Almost anything that can be done to remind employees of who their colleagues are, and what their community means, can strengthen that sense of membership. One company Kristine worked with actually installed always-on video cameras and monitors at several of the coffee stations in different buildings so employees can see their distant colleagues and even engage in spontaneous video conversations.

Mutual Dependency means “We need each other.” I am better off because of you, and you are more likely to succeed because of me. Making employees aware of each other via common areas, hallway posters, and team meetings devoted to reporting on major projects and accomplishments are all effective means of highlighting mutual dependency.

Reinforcement. To strengthen the sense of community, be certain your employees know what their colleagues are doing; newsletters, images, websites, and common lounge areas all serve to remind employees that they are part of something bigger than any of them individually.

Shared Experiences. Membership in any community has meaning primarily because people remember their common history and anticipate future shared experiences. Displaying pictures from the company’s history, or incorporating images or graphic design elements reflecting that history into the workplace can help, again, to remind members of who they are and what their community stands for.

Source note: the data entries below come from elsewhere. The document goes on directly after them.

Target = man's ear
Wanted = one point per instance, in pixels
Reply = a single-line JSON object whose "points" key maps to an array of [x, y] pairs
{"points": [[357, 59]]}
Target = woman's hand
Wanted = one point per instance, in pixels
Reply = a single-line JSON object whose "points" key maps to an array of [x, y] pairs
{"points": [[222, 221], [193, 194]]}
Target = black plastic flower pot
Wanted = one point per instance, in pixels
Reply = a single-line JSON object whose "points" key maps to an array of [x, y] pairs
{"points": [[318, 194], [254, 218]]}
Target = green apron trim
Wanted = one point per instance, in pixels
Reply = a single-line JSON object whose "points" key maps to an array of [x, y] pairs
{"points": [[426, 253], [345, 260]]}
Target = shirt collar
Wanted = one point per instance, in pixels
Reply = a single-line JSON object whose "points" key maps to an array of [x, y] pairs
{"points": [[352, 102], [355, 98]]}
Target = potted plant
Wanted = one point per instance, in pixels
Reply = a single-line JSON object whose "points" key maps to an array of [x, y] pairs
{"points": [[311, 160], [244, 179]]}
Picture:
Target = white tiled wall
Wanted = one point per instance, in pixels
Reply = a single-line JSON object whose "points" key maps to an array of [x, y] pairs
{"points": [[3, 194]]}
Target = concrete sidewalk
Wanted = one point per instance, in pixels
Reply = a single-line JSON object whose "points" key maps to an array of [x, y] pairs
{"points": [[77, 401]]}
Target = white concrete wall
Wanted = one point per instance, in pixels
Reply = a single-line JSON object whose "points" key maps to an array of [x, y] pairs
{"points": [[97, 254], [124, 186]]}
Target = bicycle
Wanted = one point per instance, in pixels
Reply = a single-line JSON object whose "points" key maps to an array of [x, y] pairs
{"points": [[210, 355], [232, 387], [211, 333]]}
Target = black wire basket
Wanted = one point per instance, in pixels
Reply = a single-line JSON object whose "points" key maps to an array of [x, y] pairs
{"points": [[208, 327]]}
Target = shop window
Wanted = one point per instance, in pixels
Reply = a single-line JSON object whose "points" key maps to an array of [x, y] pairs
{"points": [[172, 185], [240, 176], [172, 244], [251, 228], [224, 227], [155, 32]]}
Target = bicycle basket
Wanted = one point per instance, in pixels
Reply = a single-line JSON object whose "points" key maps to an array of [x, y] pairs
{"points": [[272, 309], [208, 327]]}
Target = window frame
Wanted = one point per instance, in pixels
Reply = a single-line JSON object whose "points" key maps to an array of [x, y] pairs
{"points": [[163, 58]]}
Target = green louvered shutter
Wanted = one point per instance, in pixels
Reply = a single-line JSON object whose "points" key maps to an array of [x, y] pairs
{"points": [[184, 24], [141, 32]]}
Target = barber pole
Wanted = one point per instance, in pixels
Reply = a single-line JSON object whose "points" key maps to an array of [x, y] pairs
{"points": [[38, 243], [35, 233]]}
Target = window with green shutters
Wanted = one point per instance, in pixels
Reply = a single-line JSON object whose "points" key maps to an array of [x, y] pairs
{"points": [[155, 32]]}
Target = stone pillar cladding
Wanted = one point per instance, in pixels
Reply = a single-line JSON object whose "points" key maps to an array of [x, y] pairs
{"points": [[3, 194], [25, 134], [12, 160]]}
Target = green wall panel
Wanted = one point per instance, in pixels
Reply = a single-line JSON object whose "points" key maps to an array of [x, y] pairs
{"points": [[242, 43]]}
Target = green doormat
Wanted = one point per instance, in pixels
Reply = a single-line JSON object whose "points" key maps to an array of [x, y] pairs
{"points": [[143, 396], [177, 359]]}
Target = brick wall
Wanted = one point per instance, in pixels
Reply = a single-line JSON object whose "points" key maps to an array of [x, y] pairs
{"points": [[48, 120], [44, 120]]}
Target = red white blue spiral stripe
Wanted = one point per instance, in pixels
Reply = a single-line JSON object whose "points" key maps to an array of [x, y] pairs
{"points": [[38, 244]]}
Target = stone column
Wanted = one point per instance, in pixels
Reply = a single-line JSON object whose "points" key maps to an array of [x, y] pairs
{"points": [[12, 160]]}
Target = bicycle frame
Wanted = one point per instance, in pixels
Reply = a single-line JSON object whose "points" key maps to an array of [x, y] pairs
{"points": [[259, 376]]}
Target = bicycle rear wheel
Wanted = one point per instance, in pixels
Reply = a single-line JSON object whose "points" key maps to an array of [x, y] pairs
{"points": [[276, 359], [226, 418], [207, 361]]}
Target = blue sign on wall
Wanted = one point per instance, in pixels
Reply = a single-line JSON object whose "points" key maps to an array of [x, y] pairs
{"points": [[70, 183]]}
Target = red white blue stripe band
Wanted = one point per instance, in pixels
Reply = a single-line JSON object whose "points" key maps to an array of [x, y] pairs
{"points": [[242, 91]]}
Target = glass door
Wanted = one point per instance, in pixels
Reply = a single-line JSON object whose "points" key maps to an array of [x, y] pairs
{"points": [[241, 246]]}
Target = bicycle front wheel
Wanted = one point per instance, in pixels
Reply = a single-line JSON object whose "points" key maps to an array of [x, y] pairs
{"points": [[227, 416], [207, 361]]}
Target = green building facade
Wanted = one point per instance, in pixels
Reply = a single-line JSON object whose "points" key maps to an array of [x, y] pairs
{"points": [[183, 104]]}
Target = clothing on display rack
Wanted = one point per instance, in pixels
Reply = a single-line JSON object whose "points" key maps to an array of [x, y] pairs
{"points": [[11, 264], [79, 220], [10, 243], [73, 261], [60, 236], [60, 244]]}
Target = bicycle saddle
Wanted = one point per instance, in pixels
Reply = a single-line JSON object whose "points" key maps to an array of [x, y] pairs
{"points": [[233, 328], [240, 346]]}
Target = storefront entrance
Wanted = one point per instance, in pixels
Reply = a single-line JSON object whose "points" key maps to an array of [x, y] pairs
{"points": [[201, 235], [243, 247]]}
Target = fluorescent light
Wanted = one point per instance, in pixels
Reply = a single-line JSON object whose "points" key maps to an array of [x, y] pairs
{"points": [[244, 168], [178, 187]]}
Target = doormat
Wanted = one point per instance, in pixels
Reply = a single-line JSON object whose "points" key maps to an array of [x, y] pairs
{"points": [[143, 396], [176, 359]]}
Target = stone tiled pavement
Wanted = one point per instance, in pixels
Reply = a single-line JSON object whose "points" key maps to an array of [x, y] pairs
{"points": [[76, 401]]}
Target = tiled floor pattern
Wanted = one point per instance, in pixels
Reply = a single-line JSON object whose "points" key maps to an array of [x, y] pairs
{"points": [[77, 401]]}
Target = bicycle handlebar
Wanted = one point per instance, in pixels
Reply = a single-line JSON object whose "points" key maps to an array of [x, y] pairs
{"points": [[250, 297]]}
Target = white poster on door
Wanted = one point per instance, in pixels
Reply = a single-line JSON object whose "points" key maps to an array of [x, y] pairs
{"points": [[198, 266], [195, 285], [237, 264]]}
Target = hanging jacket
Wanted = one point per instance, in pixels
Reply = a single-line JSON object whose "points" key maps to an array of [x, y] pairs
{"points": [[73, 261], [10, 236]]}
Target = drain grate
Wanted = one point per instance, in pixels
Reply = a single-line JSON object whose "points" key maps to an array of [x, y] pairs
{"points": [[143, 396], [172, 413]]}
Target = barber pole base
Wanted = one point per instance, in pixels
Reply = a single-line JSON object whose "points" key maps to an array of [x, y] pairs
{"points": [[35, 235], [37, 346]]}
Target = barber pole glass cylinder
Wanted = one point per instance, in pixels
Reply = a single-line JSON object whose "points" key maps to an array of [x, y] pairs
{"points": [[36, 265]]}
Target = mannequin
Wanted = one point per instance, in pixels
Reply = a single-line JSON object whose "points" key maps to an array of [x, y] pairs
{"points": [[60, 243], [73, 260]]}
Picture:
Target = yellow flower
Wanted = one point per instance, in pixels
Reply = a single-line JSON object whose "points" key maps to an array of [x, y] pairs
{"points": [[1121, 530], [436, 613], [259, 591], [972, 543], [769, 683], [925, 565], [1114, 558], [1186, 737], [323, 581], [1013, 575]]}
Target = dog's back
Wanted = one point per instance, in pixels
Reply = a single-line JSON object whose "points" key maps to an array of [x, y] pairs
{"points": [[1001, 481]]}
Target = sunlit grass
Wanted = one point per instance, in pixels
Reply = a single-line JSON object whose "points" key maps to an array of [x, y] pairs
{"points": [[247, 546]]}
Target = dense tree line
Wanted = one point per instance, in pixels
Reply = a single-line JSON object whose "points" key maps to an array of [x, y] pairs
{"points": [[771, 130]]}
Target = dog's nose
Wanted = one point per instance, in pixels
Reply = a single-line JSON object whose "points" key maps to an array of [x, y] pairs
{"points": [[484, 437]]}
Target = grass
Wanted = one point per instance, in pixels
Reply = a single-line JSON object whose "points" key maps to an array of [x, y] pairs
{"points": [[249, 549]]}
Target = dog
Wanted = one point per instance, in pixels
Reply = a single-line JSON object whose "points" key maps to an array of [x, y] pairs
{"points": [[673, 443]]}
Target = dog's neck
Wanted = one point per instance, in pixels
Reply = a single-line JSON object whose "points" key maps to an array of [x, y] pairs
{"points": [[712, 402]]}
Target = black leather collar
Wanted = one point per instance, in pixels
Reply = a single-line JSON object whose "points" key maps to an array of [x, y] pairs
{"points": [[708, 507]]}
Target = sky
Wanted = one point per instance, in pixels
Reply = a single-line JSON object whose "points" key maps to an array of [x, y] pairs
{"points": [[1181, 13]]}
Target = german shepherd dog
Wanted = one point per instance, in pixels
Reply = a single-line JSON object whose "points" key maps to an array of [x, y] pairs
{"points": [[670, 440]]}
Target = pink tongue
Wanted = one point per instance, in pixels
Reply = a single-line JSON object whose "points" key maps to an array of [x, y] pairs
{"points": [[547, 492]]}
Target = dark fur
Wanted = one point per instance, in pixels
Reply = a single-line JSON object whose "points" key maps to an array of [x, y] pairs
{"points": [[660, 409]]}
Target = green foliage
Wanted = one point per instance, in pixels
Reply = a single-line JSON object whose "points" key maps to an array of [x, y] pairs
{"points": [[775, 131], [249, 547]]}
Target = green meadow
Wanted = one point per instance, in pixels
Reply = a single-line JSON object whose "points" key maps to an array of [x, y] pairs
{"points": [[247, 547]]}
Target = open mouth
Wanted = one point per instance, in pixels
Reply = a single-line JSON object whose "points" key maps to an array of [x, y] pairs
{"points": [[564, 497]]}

We all belong to many communities – at work, at home, at the church or synagogue, from our school days, social clubs, professional groups. Some are stronger, and more meaningful, than others.

But we know instinctively how important those memberships are in defining our sense of identity and self-worth. I’m convinced that paying more attention to what some may see as the “softer” side of workplace design will pay huge dividends as it helps to elevate employees’ engagement and wellbeing – and ultimately their productivity.